On first reboot after install, node fails to bring up its network interface

I have MAAS 3.2 set up for a small cluster of 7 physical servers. MAAS has two rack controllers and one region controller. The servers are SuperMicro X9 motherboards with IPMI power control and 10 Gbit NICs.

It appears to be working fine almost entirely. When deploying new servers, the installation completes successfully and the server reboots, however, the server then fails about half the time to obtain its cloud-init config from MAAS and I am left with an unusable server I can’t login to. The rest of the time the installation/reboot works fine (same servers). I.e., if I repeat the deployment enough times, I get a working server, but that is sufficiently annoying that it would be nice to find a fix. Rebooting the server also doesn’t seem to fix it (maybe because MAAS is no longer setting the appropriate boot parameters via IPMI pre-reboot?).

As a potential culprit, I see an error about renaming the NIC in the boot log, and the server hangs for quite awhile on “Wait for Network to be Configured”:

FWIW, I can see from the switch that the server is bringing up and down its network link a couple times during this process. Following that error, the server doesn’t get an IP address and therefore can’t reach MAAS:

I can’t reproduce these issues in rescue mode (the NIC stays up 100% of the time) and the entire installation process succeeds every time without a hitch. The issue only occurs during the first post-installation reboot.

The machine also passes the rack connectivity test every time, however, I do see some connection errors on the console while this test is running (with the retries it succeeds despite the errors… or else it’s trying multiple NICs, I’m not sure):

Any thoughts on what might be causing this or how I could debug it further?

This is still happening and with greater frequency than (I though) it was before. Some machines I can’t boot at all any more, and it’s not limited to the final post-deploy reboot. One machine will not complete the initial pre-commissioning (inventory?) PXE boot at all.

I’ve tried in various versions of Ubuntu, and 18.04 gives a maybe more useful error message than the others (I can’t catch it all due to scrolling in the console, but here are the two frames I was able to catch by taking a screen recording of the IPMI console):

Does anyone know what might be causing this? Shortly before this error, it retrieved the root image just fine, so I am not sure why it could not reach the cloud-init data source at this point…

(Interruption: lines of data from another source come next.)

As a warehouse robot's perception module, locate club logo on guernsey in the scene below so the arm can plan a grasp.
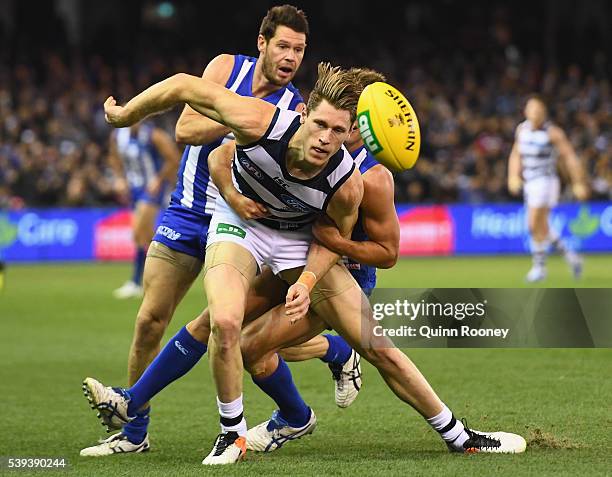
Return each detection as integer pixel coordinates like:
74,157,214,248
174,340,188,356
357,111,383,154
280,194,314,212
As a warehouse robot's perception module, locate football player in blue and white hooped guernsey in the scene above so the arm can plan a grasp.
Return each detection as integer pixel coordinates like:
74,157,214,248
508,95,588,282
109,123,180,299
98,55,527,465
81,5,308,456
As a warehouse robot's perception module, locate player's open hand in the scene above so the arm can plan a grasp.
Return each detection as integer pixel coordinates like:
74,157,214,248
285,282,310,324
312,216,343,253
228,191,270,220
104,96,133,128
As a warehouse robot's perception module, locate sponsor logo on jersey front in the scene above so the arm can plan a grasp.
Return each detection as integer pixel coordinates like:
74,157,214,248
280,194,314,212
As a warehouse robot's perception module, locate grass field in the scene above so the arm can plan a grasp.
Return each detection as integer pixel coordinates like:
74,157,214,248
0,256,612,476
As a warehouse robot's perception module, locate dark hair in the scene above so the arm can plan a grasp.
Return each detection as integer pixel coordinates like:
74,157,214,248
307,63,365,122
259,5,309,41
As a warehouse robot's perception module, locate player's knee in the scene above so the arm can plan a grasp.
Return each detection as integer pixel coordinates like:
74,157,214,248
136,310,170,343
210,313,241,351
240,333,262,368
187,315,210,343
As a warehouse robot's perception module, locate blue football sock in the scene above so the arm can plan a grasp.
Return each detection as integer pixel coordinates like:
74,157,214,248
121,407,151,444
321,335,353,365
253,356,310,427
132,247,147,285
126,326,207,416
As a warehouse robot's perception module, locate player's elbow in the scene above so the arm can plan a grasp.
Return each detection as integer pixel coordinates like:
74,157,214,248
174,118,196,144
376,249,399,269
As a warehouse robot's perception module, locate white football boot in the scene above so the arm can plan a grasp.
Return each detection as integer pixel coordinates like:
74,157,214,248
247,409,317,452
202,432,246,465
565,252,584,280
80,432,150,457
328,350,361,407
113,280,144,300
449,420,527,454
83,378,133,432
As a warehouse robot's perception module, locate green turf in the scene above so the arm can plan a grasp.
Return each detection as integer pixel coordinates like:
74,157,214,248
0,256,612,477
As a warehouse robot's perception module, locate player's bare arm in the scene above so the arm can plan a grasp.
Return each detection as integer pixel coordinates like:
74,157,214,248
548,126,589,200
508,133,523,195
175,54,234,145
104,73,276,144
313,165,399,268
285,168,363,321
148,128,181,195
208,141,268,220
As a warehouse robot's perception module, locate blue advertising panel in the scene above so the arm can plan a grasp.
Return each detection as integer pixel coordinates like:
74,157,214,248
0,209,125,262
0,202,612,262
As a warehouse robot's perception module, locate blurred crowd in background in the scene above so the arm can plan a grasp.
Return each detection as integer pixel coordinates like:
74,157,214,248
0,2,612,208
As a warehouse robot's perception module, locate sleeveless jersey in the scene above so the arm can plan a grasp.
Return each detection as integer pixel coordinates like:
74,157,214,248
517,121,557,182
344,146,378,290
115,123,164,190
170,55,304,215
232,108,355,230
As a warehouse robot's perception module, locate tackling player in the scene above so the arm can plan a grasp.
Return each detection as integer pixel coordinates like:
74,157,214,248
92,64,526,464
508,95,588,282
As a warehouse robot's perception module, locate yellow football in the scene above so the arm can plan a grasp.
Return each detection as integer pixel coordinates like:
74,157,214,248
357,82,421,171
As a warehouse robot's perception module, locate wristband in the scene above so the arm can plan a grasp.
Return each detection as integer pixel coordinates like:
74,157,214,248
295,270,317,293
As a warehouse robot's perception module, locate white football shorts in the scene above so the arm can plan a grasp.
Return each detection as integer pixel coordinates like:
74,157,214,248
524,176,561,205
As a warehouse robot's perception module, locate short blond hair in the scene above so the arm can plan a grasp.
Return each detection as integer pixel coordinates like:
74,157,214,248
307,63,363,122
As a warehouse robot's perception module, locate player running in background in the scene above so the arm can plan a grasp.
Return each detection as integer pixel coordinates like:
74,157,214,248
94,64,526,464
508,95,588,282
81,5,308,456
109,123,180,299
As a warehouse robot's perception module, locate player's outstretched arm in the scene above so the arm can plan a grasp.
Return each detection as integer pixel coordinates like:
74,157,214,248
285,169,363,322
208,141,268,220
313,165,400,268
548,126,589,200
174,54,234,145
104,73,276,144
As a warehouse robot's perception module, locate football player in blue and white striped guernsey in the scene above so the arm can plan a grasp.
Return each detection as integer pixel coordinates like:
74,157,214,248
109,123,180,299
99,63,526,465
81,5,308,456
508,95,588,282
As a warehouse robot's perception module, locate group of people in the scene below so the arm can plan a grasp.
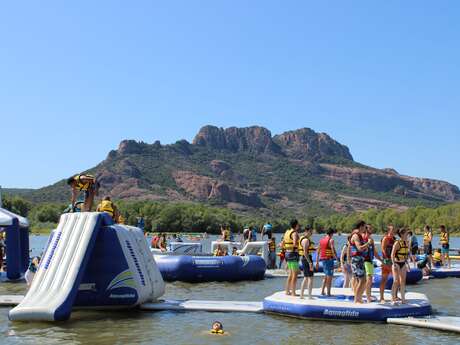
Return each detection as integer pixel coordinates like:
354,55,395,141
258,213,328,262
280,220,450,304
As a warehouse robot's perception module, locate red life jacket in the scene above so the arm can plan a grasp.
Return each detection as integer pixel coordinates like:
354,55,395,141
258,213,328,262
350,232,364,256
151,236,160,248
319,235,334,260
382,234,395,259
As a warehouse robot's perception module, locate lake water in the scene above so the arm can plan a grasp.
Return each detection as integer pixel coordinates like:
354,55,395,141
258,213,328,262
0,235,460,345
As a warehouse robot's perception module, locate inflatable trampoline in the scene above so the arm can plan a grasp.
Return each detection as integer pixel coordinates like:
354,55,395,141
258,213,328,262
333,267,423,289
154,255,266,283
263,289,431,322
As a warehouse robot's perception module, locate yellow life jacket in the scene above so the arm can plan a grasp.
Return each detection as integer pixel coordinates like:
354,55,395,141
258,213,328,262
73,174,96,192
299,236,316,256
211,329,224,334
283,229,297,252
395,240,409,262
423,232,431,244
98,200,115,217
439,232,449,244
433,252,442,262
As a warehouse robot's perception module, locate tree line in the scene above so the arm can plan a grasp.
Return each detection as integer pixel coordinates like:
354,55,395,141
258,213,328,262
3,195,460,233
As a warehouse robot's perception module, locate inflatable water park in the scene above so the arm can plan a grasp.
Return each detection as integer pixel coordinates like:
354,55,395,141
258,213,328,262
0,209,460,332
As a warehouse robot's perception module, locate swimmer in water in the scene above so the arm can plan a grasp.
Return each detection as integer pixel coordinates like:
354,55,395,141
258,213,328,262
210,321,225,335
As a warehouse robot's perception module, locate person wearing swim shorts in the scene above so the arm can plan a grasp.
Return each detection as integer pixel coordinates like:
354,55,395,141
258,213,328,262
299,226,316,299
423,225,433,269
363,224,383,303
316,229,337,296
380,224,396,303
281,219,300,296
340,236,351,288
350,221,369,303
391,228,410,304
439,225,450,268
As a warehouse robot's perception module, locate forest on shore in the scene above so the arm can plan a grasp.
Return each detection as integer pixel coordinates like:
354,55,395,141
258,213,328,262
3,195,460,233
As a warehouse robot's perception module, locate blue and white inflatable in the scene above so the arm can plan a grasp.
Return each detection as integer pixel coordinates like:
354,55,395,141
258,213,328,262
333,267,423,289
155,255,266,283
431,264,460,278
0,208,29,280
9,212,164,321
263,289,431,322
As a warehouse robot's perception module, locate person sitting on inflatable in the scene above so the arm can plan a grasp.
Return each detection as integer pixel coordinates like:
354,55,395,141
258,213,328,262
24,256,41,286
67,173,100,212
214,244,227,256
96,196,120,222
210,321,225,335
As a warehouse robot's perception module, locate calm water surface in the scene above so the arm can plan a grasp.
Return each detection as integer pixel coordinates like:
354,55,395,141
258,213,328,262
0,235,460,345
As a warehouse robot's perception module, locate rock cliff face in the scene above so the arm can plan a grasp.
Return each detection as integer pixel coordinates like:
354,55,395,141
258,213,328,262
273,128,353,161
29,126,460,217
193,126,279,153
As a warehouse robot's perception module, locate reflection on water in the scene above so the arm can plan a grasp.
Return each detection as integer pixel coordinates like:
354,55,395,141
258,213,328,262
0,232,460,345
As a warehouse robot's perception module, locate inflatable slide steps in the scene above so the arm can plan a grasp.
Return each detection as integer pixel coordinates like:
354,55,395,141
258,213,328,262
9,212,102,321
9,212,164,321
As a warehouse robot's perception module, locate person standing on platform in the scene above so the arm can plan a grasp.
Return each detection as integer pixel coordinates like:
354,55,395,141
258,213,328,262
281,219,300,296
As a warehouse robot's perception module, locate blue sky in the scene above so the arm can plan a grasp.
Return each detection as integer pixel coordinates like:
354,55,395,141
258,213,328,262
0,0,460,187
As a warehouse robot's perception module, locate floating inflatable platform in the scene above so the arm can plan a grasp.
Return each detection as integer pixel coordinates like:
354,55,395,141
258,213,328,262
387,316,460,333
263,289,431,322
154,255,266,283
431,265,460,278
333,267,423,290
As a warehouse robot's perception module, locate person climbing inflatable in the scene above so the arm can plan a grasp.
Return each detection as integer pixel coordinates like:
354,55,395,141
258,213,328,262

As a further point of confusion, it looks like the server has an IP address and responds to pings immediately upon configuring its network interface to download the root image, and keeps that IP address the entire time it’s “Waiting for Network…”

The network config appears valid as far as I can see. What could Ubuntu be waiting for here that it does not have already?

I actually do see the same error in this screen recording (20.04) as I saw in 18.04 (perhaps I didn’t wait long enough the first time).

Another clue: The “wait for network to be configured” seems like it might be a problem, but not the main one. On another run, I can see the server is trying to reach MAAS at the server’s IP! At least, 10.30.30.234 is not an IP address of any of my controllers.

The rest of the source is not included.